A Planner for Autonomuos Risk-Sensitive Coverage by a Team of Unmanned Aerial Vehicles

Overview

This project proposes a path-planning approach to enable a team of unmanned aerial vehicles (UAVs) to efficiently conduct surveillance of sensitive areas. The proposed approach, termed Rover, seeks to maximize the area covered by the sensors mounted on each UAV while maintaining high sensor data quality and minimizing detection risk. Rover uses a dynamic grid to keep track of the parts of the space that have been surveyed and the times that they were last surveyed.
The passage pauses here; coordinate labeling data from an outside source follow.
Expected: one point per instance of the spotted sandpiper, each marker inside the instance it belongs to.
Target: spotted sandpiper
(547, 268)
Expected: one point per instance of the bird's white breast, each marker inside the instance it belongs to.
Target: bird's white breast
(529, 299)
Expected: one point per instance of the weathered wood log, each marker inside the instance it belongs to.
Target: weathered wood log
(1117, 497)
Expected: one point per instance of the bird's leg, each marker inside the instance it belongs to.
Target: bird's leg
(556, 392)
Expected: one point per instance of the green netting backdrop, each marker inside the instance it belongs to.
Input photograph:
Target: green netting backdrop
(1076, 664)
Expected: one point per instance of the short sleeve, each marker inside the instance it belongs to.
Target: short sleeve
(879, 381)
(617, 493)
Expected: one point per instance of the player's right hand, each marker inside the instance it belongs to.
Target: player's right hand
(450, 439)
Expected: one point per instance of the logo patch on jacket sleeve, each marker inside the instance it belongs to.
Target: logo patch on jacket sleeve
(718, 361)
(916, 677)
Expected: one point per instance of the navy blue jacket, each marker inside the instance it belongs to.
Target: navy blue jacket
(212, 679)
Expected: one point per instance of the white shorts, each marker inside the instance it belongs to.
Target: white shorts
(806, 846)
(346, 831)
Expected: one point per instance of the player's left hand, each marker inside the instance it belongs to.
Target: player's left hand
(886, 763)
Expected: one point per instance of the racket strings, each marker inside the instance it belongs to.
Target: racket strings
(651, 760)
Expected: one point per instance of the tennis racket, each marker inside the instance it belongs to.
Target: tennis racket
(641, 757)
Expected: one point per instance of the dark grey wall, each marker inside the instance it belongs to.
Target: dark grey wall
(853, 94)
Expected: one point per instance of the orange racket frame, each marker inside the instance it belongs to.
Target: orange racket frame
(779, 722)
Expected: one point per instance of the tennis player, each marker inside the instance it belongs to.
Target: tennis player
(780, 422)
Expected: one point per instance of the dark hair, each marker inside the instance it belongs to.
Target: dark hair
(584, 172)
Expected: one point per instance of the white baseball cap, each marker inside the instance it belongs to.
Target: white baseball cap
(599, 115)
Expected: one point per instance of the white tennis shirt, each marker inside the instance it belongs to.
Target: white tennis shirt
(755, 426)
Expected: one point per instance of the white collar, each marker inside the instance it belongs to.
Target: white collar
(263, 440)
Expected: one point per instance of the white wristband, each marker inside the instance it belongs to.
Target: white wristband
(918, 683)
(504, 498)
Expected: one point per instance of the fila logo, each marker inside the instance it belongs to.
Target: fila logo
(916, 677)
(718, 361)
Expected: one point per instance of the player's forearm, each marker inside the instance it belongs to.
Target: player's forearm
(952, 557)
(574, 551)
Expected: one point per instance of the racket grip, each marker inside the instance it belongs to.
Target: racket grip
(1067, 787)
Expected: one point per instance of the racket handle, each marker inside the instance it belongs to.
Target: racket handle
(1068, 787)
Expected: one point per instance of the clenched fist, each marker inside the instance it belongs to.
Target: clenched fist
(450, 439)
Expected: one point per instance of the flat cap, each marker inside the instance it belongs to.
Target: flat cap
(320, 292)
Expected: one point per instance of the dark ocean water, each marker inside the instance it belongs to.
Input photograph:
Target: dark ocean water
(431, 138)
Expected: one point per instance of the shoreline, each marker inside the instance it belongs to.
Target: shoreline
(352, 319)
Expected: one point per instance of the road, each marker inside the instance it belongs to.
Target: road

This information is then used to move the UAVs toward areas that have not been covered in a long time. Moreover, a nonlinear optimization formulation is used to determine the altitude at which each UAV flies. The efficiency and scalability of Rover is demonstrated in simulation using complex environments and an increasing number of UAVs to conduct risk-sensitive surveillance.

Running

This is academic code so to all you need to do is run it and watch. A few things need to happen in order for you to run the code.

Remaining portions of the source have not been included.